Philosophically, American government is the greatest experiment in freedom in human history. To ignore, or deny, that we have something great on our hands is a denial of an inheritance that was blood-bought at Antietam, Normandy and Fallujah. A casual unbelief in goodness or importance of the political system leads to apathy in participating in it. And a citizenry’s lack of participation allows the selfishness and largesse that has driven away Millennials in the first place.
[pullquote] Millennials are making a profound mistake if they disregard the importance of our political institutions to shape the world.[/pullquote]
Part of the Millennial agnosticism toward politics, says Fournier, is the stain of ideology: Republicans and Democrats are pushing an agenda that doesn’t mirror the concerns of ordinary people. But this claim fails to recognize that the very social causes that Millennials are so passionate about are themselves rooted in forms of ideology, for right or wrong. Worldviews like the inherent dignity of the human person, a right to clean drinking water or the need to preserve free markets, are ideologies that work toward the social good. Ideology isn’t a bad word.
Another Harvard grad student told Fournier, “Politics just doesn’t seem relative to a lot of us and our world. Since the Great Society, tell me one big thing that has come out of Washington. Results are important to us, and sadly, politics isn’t a place for results.” Granted, the government didn’t invent the Internet (well, maybe Al Gore helped) or develop the fracking process, but federal and state laws on issues like healthcare, government pensions and tax reform dictate multiple aspects of American life. Politics is a place for results, they just happen to be technocratic and unsexy.
And there are limits to the most ambitious, extra-governmental reform agendas. One of the most passionate causes of Millennials is education reform. In the past two decades, forces outside the education establishment have adopted instruments of reform that would have been unthinkable in previous generations. Teach for America, homeschooling, charter schools, magnet schools and digital learning are world-class instances of disruptive innovation that have done worlds of good.
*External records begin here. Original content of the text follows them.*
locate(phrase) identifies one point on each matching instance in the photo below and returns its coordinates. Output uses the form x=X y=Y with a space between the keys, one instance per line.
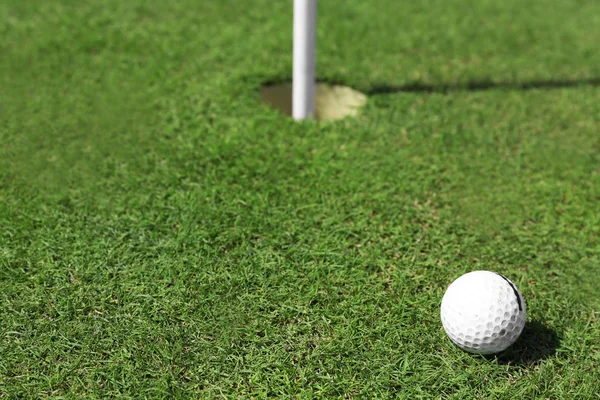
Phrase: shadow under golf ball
x=537 y=342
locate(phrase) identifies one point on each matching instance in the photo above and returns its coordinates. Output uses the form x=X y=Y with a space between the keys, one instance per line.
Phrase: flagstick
x=305 y=40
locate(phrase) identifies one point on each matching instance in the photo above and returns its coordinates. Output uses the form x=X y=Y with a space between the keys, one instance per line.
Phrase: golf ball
x=483 y=312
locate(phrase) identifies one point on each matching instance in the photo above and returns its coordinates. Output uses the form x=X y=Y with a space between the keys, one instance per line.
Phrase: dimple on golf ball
x=483 y=312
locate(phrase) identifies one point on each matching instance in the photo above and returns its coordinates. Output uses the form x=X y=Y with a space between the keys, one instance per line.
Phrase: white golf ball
x=483 y=312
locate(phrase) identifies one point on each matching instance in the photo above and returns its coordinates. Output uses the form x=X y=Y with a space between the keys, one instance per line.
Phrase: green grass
x=163 y=234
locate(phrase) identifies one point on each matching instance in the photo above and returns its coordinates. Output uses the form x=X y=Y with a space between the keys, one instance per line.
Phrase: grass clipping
x=332 y=102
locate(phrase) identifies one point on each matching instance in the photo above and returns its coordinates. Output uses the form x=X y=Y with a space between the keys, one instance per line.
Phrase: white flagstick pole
x=305 y=41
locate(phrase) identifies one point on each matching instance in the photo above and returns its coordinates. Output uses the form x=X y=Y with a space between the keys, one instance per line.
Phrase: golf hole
x=332 y=102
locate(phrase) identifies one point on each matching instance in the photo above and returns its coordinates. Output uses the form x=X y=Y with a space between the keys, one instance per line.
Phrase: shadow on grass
x=483 y=85
x=537 y=342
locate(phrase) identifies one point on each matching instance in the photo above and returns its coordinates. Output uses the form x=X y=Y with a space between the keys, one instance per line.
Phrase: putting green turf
x=163 y=234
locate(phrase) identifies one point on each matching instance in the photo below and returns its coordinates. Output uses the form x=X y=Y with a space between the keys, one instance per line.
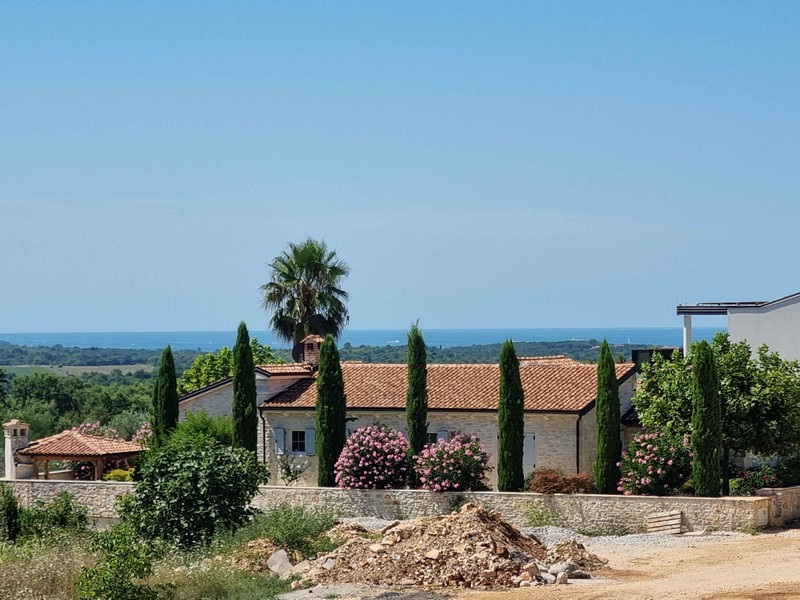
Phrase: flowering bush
x=458 y=464
x=749 y=480
x=655 y=464
x=373 y=458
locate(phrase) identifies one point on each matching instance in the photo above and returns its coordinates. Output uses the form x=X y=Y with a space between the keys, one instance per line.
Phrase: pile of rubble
x=473 y=548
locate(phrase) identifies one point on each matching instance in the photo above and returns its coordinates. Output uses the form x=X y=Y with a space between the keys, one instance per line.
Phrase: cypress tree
x=9 y=515
x=607 y=411
x=706 y=422
x=165 y=398
x=245 y=432
x=331 y=412
x=510 y=423
x=416 y=396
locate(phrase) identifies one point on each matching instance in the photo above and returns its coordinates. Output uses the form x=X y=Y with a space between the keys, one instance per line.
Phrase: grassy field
x=68 y=370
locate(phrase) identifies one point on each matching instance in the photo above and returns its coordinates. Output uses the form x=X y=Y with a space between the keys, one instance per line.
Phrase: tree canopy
x=304 y=292
x=759 y=396
x=215 y=366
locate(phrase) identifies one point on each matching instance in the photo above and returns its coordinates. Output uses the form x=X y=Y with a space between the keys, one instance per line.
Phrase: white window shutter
x=529 y=453
x=311 y=446
x=280 y=440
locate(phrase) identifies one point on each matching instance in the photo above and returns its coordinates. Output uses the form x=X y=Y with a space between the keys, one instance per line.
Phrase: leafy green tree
x=244 y=393
x=165 y=399
x=331 y=411
x=511 y=423
x=9 y=515
x=200 y=425
x=607 y=410
x=190 y=489
x=304 y=292
x=759 y=396
x=216 y=366
x=706 y=422
x=416 y=397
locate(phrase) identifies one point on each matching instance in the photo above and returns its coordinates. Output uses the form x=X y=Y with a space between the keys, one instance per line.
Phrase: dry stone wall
x=588 y=513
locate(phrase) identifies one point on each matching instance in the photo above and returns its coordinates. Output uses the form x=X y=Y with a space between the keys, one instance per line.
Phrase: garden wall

But the pace of change is still very slow in education, largely because of the conflicting political interests of labor unions, parents groups, educational publishers and so on. Results have been slow to materialize. Today, American 8th graders rank 32nd in the world in advanced math proficiency. Despite adopting a number of ideas that started outside of the educational bureaucracy, it is clear that the education reform agenda has been alternately expedited and hamstrung by the political process. No cause, no matter how benevolent, can thrive apart from a political framework that allows its germination and growth. Millennials should take note.